The present study shed light on how and when depressive symptoms influence sleep quality. The findings from the study have important practical implications for therapists and practitioners. First, given the mediating role of rumination, using strategies that can decrease rumination can be effective ways to improve sleep quality. For example, a metacognitive therapy (e.g., attentional training technique, detached mindfulness) developed by Wells (2009) seems promising. Wells (2009) demonstrated that the therapy mitigated the negative effects of the CAS and reduce depressive symptoms. This therapy could be used by practitioners to help depressed clients with a ruminative thinking style. Second, self-compassion would also be an attractive target for therapeutic interventions for students suffering from depressive symptoms, given the moderating role of self-compassion played in the pathway between rumination and depressive symptoms. Several intervention studies have shown that interventions focusing on self-compassion are effective in reducing negative outcomes such as depression and rumination (Finlay-Jones et al. 2017; Neff and Germer 2013; Smeets et al. 2014). For instance, Smeets et al. (2014) found that participants attending a 3-week self-compassion program designed for female college students increased their self-compassion, mindfulness, optimism, self-efficacy, and decreased their rumination and worry.

A few limitations of the study are worth mentioning. First, this study used a cross-sectional design, so that causation can not be made. Future research may valididate the results of this study through experimental studies and/or longitudinal studies. Second, only self-report data are used which may be contaminated by social desirability. To solve the problem, future research may collect data from multiple informants (e.g., parents and peers) and using multiple methods (e.g., randomized controlled trials). Third, the current study used convenience sampling, limiting to Chinese university population. Thus, caution should be taken when generalizing these findings to other populations. Future research should also consider a broader range of groups to increase its external validity.

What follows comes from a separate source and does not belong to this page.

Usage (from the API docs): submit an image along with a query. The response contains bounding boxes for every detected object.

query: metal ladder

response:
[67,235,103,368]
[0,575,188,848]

Finally, we tested self-compassion as a global construct. Many researchers (e.g., Brenner et al. 2017; Nerini et al. 2019) argued that self-compassion has two distinictive components: positive and negative components (i.e., self-coldness), and they may have differential impacts on mental health. For example, Brenner et al. (2018) found that self-compassion had a stronger association with well-being, whereas self-coldness had a stronger association with distress. Thus, the results of the present study might be inflated by the self-coldness subscale, and future research is warranted to explore the two components of self-compassion in the moderated mediation model separately.